Rebound Control Rate
- What it is: Percentage of shots that end the play (frozen or cleared) vs second chances allowed.
- Read: High rebound rate = extra chaos around the net.
- Coaching use: Work on box-outs and inside body if rebounds are inevitable; and on tracking/puck absorption in technical goalie work.
3. Environment & Shot Suppression
Slot Shots Against per 60
- What it is: How many shots from the slot your team allows per 60 minutes.
- Read: Direct mirror of your Defensive Zone Coverage quality.
- Coaching use: If this number is high, you do not have a goalie problem, you have a structure problem.
Cross-Ice / East-West Chances Against
- What it is: Passes that cross the middle of the ice before a shot.
- Read: These are goalie killers; almost all models treat them as high-danger.
- Coaching use: Tighten weak-side awareness, stick position and low-zone switches.
Screened Shots vs Clear Sight
- What it is: Ratio of shots where the goalie is screened vs has a clear view.
- Read: Great goalies still need eyes. Too many screens mean D are losing net-front body and sticks.
- Coaching use: Track this for your top pair and your net-front forwards on the PK.
📊 Summary Table
| Metric | What it really tells you | Coaching reaction |
|---|---|---|
| SV% | Overall results over time | Use as a quick health check, never alone |
| GSAx | Goalie impact vs shot quality | Identify “stealing games” vs “costing games” trends |
| HDSV% | Performance when structure breaks | Evaluate composure and battle level in chaos |
| Rebound Control | Second chances allowed | Adjust goalie technique and D-zone box-outs |
| Slot Shots Against | How well you protect the house | Rebuild D-zone coverage and inside positioning |
| East-West Chances Against | Seam control and weak-side discipline | Tighten switches, sticks and F3 awareness |
💬 Coach Mark Lehtonen comment
Coach Mark Lehtonen says
A great goalie is a force multiplier. The numbers tell you if he is fighting the game, or if your team is making his job impossible.

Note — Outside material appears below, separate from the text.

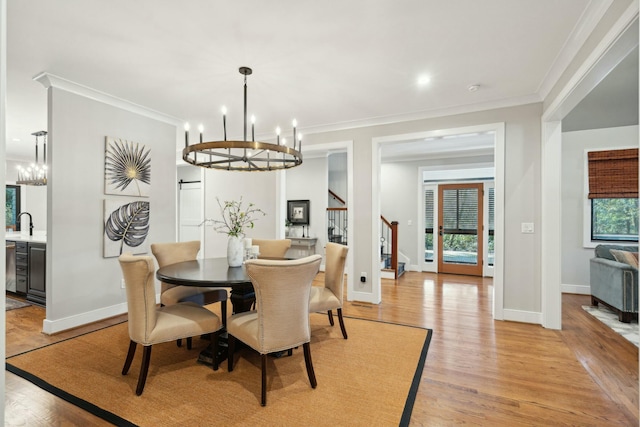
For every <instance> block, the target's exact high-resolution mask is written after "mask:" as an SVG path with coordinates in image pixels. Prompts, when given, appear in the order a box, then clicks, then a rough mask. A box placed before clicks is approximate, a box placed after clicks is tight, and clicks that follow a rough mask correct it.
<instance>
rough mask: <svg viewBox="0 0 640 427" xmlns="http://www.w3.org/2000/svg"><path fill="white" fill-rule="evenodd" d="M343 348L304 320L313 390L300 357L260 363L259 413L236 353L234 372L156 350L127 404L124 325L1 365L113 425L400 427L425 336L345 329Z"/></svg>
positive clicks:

❓ Questions & Answers | IHM Performance Metrics
Q: Which goalie stat should I look at first as a coach?
A: Start with save percentage and goals saved above expected over the last 5-10 games. Together they show both results and context.
Q: How do I know if the problem is my goalie or my team defense?
A: If GSAx and HDSV% are solid but you allow many slot shots and east-west chances, the issue is coverage, not goaltending.
Q: Are rebounds always the goalie’s fault?
A: No. Rebound metrics must be read together with net-front defense. If defenders lose inside body and sticks, any rebound becomes dangerous.
Q: How often should I check these metrics during the season?
A: Weekly snapshots are ideal. Daily overreaction creates noise; 5-10 game segments reveal real trends.
Q: Can minor hockey teams use advanced goalie stats?
A: Yes, in a simplified way: track shot locations, slot shots against and basic save percentage. The habits behind the numbers matter more than the software.
🧱 Lesson Takeaways
Goaltending performance is not a guessing game or a mood. Use a small, clear set of metrics-SV%, GSAx, high-danger saves, rebound control and slot shots against-to decide whether you need a new practice plan, a new D-zone structure or simply more patience with a good goalie in a bad stretch.